Case Study 3.3: Tracking High-Volume Activity with LSM Trees

Case Study 3.3 Reading Time: 8 mins

How does Spotify track billions of "Likes" and "Plays"?

Goal: Design data structures for high-volume incremental updates.

When a Spotify user interacts with a song, that action needs to be logged instantly. With a user base of 700 million, the challenge isn't just technical—it's a relentless barrage of write operations that would overwhelm traditional systems.

The Bottleneck: Random Writes in B+Trees

In a B+Tree, each update requires a disk seek to find the right leaf node. Imagine having to update the play count for any of 100 million songs. Each update means searching through the tree, loading the right page, and changing the value. Multiply this by millions of updates per second, and you hit a wall with standard hardware.


The Solution: The "No-Read" Write

Enter the LSM Tree, the workhorse behind systems like Google's BigTable and Apache Cassandra.
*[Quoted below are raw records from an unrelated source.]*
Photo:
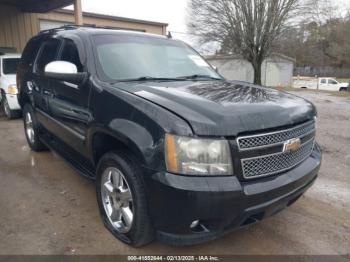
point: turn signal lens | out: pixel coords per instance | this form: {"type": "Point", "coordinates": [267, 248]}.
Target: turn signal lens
{"type": "Point", "coordinates": [192, 156]}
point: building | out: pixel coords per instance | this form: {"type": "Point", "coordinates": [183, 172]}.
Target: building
{"type": "Point", "coordinates": [277, 70]}
{"type": "Point", "coordinates": [22, 19]}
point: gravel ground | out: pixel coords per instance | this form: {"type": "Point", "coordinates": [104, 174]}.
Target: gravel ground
{"type": "Point", "coordinates": [47, 208]}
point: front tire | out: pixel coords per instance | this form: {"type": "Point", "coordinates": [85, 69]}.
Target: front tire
{"type": "Point", "coordinates": [122, 200]}
{"type": "Point", "coordinates": [31, 128]}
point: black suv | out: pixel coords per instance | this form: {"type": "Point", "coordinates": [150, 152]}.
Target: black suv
{"type": "Point", "coordinates": [177, 152]}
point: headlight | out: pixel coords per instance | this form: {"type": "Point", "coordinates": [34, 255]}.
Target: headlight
{"type": "Point", "coordinates": [192, 156]}
{"type": "Point", "coordinates": [12, 90]}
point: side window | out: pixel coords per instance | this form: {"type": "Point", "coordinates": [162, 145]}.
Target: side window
{"type": "Point", "coordinates": [30, 51]}
{"type": "Point", "coordinates": [48, 53]}
{"type": "Point", "coordinates": [70, 54]}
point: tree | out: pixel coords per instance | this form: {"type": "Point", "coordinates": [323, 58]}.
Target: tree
{"type": "Point", "coordinates": [245, 27]}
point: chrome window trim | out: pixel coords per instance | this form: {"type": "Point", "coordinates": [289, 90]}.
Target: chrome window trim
{"type": "Point", "coordinates": [273, 133]}
{"type": "Point", "coordinates": [281, 153]}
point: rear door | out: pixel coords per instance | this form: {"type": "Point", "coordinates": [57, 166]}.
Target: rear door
{"type": "Point", "coordinates": [69, 104]}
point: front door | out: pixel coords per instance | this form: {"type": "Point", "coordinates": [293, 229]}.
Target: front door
{"type": "Point", "coordinates": [69, 103]}
{"type": "Point", "coordinates": [40, 85]}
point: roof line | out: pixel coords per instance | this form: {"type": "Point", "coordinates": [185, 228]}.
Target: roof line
{"type": "Point", "coordinates": [235, 56]}
{"type": "Point", "coordinates": [118, 18]}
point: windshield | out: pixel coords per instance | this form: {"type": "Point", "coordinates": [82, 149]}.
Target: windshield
{"type": "Point", "coordinates": [10, 66]}
{"type": "Point", "coordinates": [133, 57]}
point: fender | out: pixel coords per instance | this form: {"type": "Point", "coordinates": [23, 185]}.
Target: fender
{"type": "Point", "coordinates": [145, 146]}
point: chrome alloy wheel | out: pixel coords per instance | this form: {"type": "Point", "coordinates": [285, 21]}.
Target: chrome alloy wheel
{"type": "Point", "coordinates": [117, 200]}
{"type": "Point", "coordinates": [29, 128]}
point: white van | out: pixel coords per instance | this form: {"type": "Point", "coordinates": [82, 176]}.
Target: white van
{"type": "Point", "coordinates": [8, 88]}
{"type": "Point", "coordinates": [323, 83]}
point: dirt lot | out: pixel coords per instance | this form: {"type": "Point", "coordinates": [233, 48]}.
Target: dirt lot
{"type": "Point", "coordinates": [47, 208]}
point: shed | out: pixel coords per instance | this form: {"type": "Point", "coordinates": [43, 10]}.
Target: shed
{"type": "Point", "coordinates": [277, 69]}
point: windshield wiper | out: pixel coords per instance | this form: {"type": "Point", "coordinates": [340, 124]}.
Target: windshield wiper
{"type": "Point", "coordinates": [149, 78]}
{"type": "Point", "coordinates": [197, 76]}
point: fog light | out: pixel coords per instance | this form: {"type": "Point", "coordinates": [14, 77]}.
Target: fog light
{"type": "Point", "coordinates": [194, 224]}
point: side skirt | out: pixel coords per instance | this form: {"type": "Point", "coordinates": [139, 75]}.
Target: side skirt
{"type": "Point", "coordinates": [82, 166]}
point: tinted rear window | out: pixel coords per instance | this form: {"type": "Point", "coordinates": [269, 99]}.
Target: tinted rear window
{"type": "Point", "coordinates": [10, 65]}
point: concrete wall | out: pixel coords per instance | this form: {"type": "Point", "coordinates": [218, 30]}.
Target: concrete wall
{"type": "Point", "coordinates": [276, 71]}
{"type": "Point", "coordinates": [17, 27]}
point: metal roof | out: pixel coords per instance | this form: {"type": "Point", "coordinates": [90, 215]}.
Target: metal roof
{"type": "Point", "coordinates": [110, 17]}
{"type": "Point", "coordinates": [37, 6]}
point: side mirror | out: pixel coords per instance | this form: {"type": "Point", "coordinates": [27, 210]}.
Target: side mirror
{"type": "Point", "coordinates": [64, 71]}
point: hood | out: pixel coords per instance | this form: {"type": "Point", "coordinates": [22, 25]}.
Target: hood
{"type": "Point", "coordinates": [222, 108]}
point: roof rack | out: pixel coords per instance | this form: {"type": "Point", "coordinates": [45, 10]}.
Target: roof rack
{"type": "Point", "coordinates": [65, 27]}
{"type": "Point", "coordinates": [73, 27]}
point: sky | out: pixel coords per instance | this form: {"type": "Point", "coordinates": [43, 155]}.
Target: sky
{"type": "Point", "coordinates": [173, 12]}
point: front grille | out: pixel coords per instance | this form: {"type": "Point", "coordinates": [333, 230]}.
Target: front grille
{"type": "Point", "coordinates": [265, 155]}
{"type": "Point", "coordinates": [250, 142]}
{"type": "Point", "coordinates": [276, 163]}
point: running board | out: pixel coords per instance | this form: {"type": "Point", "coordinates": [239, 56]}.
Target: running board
{"type": "Point", "coordinates": [61, 149]}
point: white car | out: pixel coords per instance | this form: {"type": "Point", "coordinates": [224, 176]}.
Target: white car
{"type": "Point", "coordinates": [323, 83]}
{"type": "Point", "coordinates": [8, 88]}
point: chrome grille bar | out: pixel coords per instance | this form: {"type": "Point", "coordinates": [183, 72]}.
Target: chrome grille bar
{"type": "Point", "coordinates": [274, 138]}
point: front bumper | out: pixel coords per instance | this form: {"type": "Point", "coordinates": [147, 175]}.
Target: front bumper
{"type": "Point", "coordinates": [222, 204]}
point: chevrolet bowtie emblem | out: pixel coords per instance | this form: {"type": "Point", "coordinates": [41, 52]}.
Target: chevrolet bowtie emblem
{"type": "Point", "coordinates": [292, 145]}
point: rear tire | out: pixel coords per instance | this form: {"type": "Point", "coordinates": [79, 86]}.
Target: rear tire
{"type": "Point", "coordinates": [32, 129]}
{"type": "Point", "coordinates": [126, 217]}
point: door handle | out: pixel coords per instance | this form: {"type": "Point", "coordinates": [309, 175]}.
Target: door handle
{"type": "Point", "coordinates": [48, 93]}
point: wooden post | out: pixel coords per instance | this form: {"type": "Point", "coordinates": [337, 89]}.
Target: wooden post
{"type": "Point", "coordinates": [78, 12]}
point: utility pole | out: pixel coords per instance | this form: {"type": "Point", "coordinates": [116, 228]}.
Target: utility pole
{"type": "Point", "coordinates": [78, 12]}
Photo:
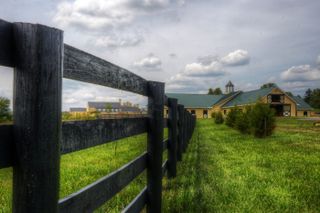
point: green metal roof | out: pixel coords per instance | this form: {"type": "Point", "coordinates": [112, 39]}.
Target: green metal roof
{"type": "Point", "coordinates": [195, 100]}
{"type": "Point", "coordinates": [248, 97]}
{"type": "Point", "coordinates": [301, 104]}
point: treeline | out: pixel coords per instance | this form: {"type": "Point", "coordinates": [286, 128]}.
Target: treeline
{"type": "Point", "coordinates": [258, 120]}
{"type": "Point", "coordinates": [312, 97]}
These systems dodge the "Read-before-Write" penalty by eliminating the need for a disk search during a write.

How it Works: RAM, Flush, and Merge

  1. Buffered Writes (MemTable): Each "Like" is captured in a high-speed RAM buffer ($O(1)$). No need to check existing totals; just log the increment.

  2. Sequential Flushes (SSTables): Once RAM fills up, data is sorted and written to disk as a Sorted String Table (SSTable). Sorting in RAM allows for sequential disk writes, which are much faster than random ones.

  3. Merge on Read: To get total likes, the system sums fragments from the MemTable and all SSTables on disk.

Visual Reference: Check out the "Production Path" and "Consumption Path" diagrams in the LSM Tree Indexes section for a detailed view.


Beyond Counters: Customizing Merge Behavior

LSM trees aren't limited to counting. They can be tailored for various update types.

Takeaway: By treating the database as a Log (append-only) rather than a Ledger (overwriting), LSM trees keep write performance steady, regardless of data size. Whether you manage 1,000 songs or 100 billion, the write speed stays constant.